Right now: 20 features, 112 ACs, 19 test files. The compliance report fits on one screen. But imagine a larger project:
100 features × 10 ACs each = 1,000 abstract methods across 100 feature files. That's 100 imports to manage, 1,000 decorator references to keep in sync, and a compliance report that scrolls for pages.
Epics containing features containing stories containing tasks — the C# version supports this hierarchy via generics (
Feature<TParent>). The TypeScript version doesn't implement hierarchy yet. Adding it means:Epic→Feature<TEpic>→Story<TFeature>→ each with their own ACs. The number of abstract classes and cross-references grows combinatorially.Multi-team, multi-repo — the scanner reads files from disk. If requirements span multiple repositories, the scanner can't see them. The C# version solves this with NuGet packages and project references. The TypeScript version would need npm packages or a monorepo.
Where It Breaks Down
| Scale | Works? | Why |
|---|---|---|
| 1-20 features | Yes | Fits in your head, report on one screen |
| 20-50 features | Probably | Scanner still fast, but managing 50 feature files gets tedious |
| 50-200 features | Needs tooling | Scanner needs filtering (by team, by priority), feature files need code generation |
| 200+ features | Needs a different approach | At this scale, you want a database + UI, not abstract classes in files |
What This System Is and Isn't
It IS: a type-safe traceability chain for small-to-medium projects where the developer who writes the feature also writes the tests. The compiler catches broken links. The scanner catches gaps. The self-tracking verifies the infrastructure.
It ISN'T: a replacement for Jira, Azure DevOps, or Linear. It doesn't handle: assignment, estimation, sprint planning, dependencies between teams, or approval workflows. It tracks the technical chain (feature → test), not the project management chain (who → when → approved by whom).

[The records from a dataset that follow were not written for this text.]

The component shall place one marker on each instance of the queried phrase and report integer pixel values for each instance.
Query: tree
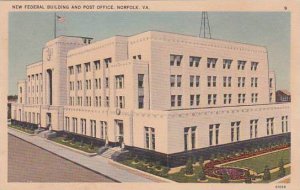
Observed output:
(267, 174)
(201, 160)
(247, 177)
(225, 178)
(201, 173)
(189, 170)
(281, 172)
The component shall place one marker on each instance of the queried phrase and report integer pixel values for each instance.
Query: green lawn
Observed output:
(258, 163)
(77, 145)
(29, 131)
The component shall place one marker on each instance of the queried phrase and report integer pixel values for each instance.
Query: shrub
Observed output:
(189, 170)
(281, 172)
(248, 177)
(225, 178)
(201, 173)
(267, 174)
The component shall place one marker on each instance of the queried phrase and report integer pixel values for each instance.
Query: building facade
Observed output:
(162, 92)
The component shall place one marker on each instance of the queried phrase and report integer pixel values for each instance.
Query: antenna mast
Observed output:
(204, 27)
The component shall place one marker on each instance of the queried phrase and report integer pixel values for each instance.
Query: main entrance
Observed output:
(120, 132)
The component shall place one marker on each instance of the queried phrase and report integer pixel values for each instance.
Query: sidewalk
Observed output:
(95, 163)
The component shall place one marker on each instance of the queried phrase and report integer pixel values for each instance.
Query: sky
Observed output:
(29, 32)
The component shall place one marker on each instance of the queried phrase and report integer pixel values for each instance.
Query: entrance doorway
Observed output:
(48, 121)
(120, 132)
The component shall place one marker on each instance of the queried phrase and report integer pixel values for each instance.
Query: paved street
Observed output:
(29, 163)
(98, 164)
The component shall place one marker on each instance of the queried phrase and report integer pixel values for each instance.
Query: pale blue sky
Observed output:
(28, 33)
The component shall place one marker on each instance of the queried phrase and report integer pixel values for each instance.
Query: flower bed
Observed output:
(211, 169)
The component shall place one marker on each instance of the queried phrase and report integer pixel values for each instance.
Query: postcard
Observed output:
(149, 94)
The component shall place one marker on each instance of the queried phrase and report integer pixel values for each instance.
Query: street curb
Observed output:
(73, 149)
(143, 172)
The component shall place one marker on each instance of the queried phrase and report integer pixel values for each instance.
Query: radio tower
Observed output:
(204, 27)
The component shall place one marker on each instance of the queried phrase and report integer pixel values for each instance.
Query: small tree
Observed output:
(281, 172)
(248, 177)
(201, 173)
(189, 170)
(225, 178)
(267, 174)
(201, 160)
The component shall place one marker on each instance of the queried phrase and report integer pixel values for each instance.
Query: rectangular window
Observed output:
(175, 60)
(191, 80)
(172, 80)
(194, 61)
(192, 100)
(141, 102)
(173, 100)
(179, 100)
(87, 67)
(198, 99)
(107, 61)
(227, 63)
(186, 133)
(119, 79)
(140, 80)
(211, 62)
(178, 80)
(97, 64)
(241, 65)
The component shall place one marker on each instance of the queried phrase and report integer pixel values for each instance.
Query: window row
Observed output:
(87, 66)
(194, 61)
(212, 99)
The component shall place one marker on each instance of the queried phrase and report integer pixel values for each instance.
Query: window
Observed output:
(93, 128)
(241, 65)
(83, 126)
(173, 100)
(211, 62)
(235, 131)
(197, 81)
(254, 66)
(175, 60)
(120, 101)
(270, 126)
(87, 67)
(241, 81)
(227, 63)
(212, 99)
(192, 80)
(71, 71)
(172, 80)
(97, 64)
(119, 81)
(189, 138)
(178, 80)
(192, 100)
(198, 99)
(179, 100)
(253, 128)
(106, 82)
(140, 81)
(141, 102)
(78, 68)
(107, 101)
(194, 61)
(214, 129)
(107, 61)
(149, 134)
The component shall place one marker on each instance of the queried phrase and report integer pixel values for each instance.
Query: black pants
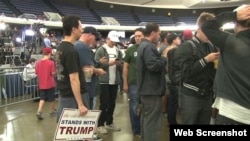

The sweet spot is exactly where this website sits: a single developer, ~20 features, ~100 ACs, all in one repo. The overhead of the decorator system pays for itself in compile-time safety and compliance visibility. Beyond that, the costs grow faster than the benefits — and you're better off with a real requirements management tool that generates the feature definitions, rather than writing them by hand.
Could It Be Simpler?
Yes. If you don't need the type-safe keyof T checking, you could use plain string tags in test names (test('TOC click @NAV:0', ...)), skip the decorator boilerplate entirely, and have the scanner grep for @FEAT:AC patterns. You lose compile-time typo detection but gain simplicity. For many projects, that's the right tradeoff.
The full decorator system exists here because this website is a demonstration of the approach — proving that the C# philosophy translates to TypeScript. In production, choose the level of ceremony that matches your project's size and risk tolerance.